Record 16-time Grand Slam winner Roger Federer insists he still has his sights set on a return to the number one world ranking.
Federer has been in the shadow not only of long-time rival Rafael Nadal in recent times but now also man of the moment Novak Djokovic.
But the Swiss 29-year-old believes he can still return to the top of the tree, even though he trails Nadal by 3,500 points in the rankings.
"It's important for me to get back to world number one. I mentioned it after Wimbledon, it's a goal of mine and it's still very real and very possible," he said at a press conference here in Rome.
"I still have the World Tour Finals in my pocket, I don't have a Grand Slam in my pocket but if I win one it changes everything.
"But these guys (Nadal and Djokovic) are playing better than me and other players.
"Novak has won a lot of tournaments, like Rafa, but I'm getting closer.
"It's not like I'm struggling in the first or second round. It's a new situation with Novak not losing.
"But not much has changed for me from when I was number one. With (Andy) Murray or Novak or even Rafa occasionally in my draw it was always hard.
"Everyone is so consistent, it's not like you can say Murray is bad on clay or Rafael is bad on grass, everyone can play on every surface.
"I'm as optimistic as ever."
From 2003-2007 Federer was the undisputed best player in the world but then Nadal started to emerge as a very real threat to the Swiss's dominance.
And in 2008 when Nadal beat Federer in the Wimbledon final, a tournament Federer had virtually owned for the previous five years, the change-over was complete.
Federer had to get used to his new status as number two in the world but last year he was also overtaken by Djokovic.

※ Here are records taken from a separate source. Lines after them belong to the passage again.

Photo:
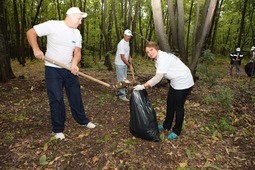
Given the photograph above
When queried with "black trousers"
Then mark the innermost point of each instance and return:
(175, 108)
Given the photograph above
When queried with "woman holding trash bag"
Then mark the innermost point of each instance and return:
(181, 81)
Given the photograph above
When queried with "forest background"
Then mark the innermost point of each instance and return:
(186, 28)
(219, 126)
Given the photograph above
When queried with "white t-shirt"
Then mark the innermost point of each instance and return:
(122, 48)
(174, 70)
(61, 41)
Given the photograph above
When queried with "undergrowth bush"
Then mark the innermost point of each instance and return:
(206, 69)
(223, 97)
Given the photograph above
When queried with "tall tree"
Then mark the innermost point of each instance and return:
(6, 72)
(173, 24)
(242, 26)
(159, 25)
(202, 33)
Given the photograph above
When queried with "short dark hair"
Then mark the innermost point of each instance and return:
(151, 44)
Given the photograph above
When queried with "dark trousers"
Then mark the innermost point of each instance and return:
(175, 108)
(56, 80)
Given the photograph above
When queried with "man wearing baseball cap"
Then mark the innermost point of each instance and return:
(123, 61)
(235, 61)
(64, 43)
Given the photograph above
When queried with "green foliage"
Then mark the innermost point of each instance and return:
(225, 124)
(206, 70)
(224, 97)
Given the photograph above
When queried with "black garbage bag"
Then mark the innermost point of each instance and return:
(250, 69)
(143, 122)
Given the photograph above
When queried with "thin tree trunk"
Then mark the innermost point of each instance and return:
(216, 27)
(242, 25)
(181, 44)
(6, 72)
(203, 33)
(158, 20)
(188, 32)
(173, 25)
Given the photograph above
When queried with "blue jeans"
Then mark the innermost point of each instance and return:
(57, 79)
(175, 108)
(121, 71)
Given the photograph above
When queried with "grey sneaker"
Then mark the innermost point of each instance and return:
(90, 125)
(60, 135)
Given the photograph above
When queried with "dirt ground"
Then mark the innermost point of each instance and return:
(26, 141)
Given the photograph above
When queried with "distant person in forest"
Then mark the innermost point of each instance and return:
(123, 61)
(181, 81)
(235, 61)
(64, 44)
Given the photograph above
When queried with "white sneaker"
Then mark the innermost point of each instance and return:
(90, 125)
(59, 135)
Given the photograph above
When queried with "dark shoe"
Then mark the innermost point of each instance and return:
(160, 128)
(172, 136)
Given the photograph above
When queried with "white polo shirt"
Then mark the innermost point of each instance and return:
(122, 48)
(174, 70)
(61, 41)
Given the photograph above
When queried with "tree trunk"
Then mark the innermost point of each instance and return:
(5, 63)
(173, 25)
(180, 18)
(189, 25)
(242, 25)
(159, 25)
(214, 33)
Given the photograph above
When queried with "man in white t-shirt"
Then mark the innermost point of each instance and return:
(64, 44)
(181, 81)
(123, 61)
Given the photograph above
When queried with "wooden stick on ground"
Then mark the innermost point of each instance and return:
(79, 73)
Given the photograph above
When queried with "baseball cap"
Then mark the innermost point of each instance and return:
(76, 10)
(128, 32)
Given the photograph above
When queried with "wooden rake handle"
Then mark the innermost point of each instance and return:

And now that Djokovic has beaten Nadal in a clay final, in Madrid last week, many would suggest that the baton is about to pass from the Spaniard to the Serbian.
It was the third time in a row this year that Djokovic has beaten Nadal in a Masters Series final.
He is also the Australian Open champion and remains unbeaten this year.
But Federer doesn't think too much should be read into that Madrid final.
"I thought Novak definitely had a chance to play for it, he's been playing well these last three months," he said.
"Madrid remains a quick clay court so he had a better chance to beat Rafa there if ever he was going to do it.
"It's always surprising to see Rafa lose on clay. It's just one tournament but another good one for Novak."
Federer denied that he is struggling to adapt to his new position slightly out of the limelight in comparison to his younger rivals.
"They deserve the (good) press, they've got a lot of it. It's good stories and I'm all for it.
"They've had a number of matches over the years, the same number as I've had with Rafa because they're playing many semi-finals and finals.
"There's a number of players behind waiting to stake their claim and I'm one of those.
"I've played all the semis since Wimbledon, apart from Monte Carlo. I had a close match with Rafa last week."
Federer begins his challenge here with a clash against Frenchman Jo-Wilfried Tsonga and he is wary of the physical threat his opponent poses.
"We haven't played that much, four times I think. We played at the beginning of this year (Federer won in straight sets in Dubai).
"He has the potential to play on clay even if his best surfaces are hard or grass or even indoors."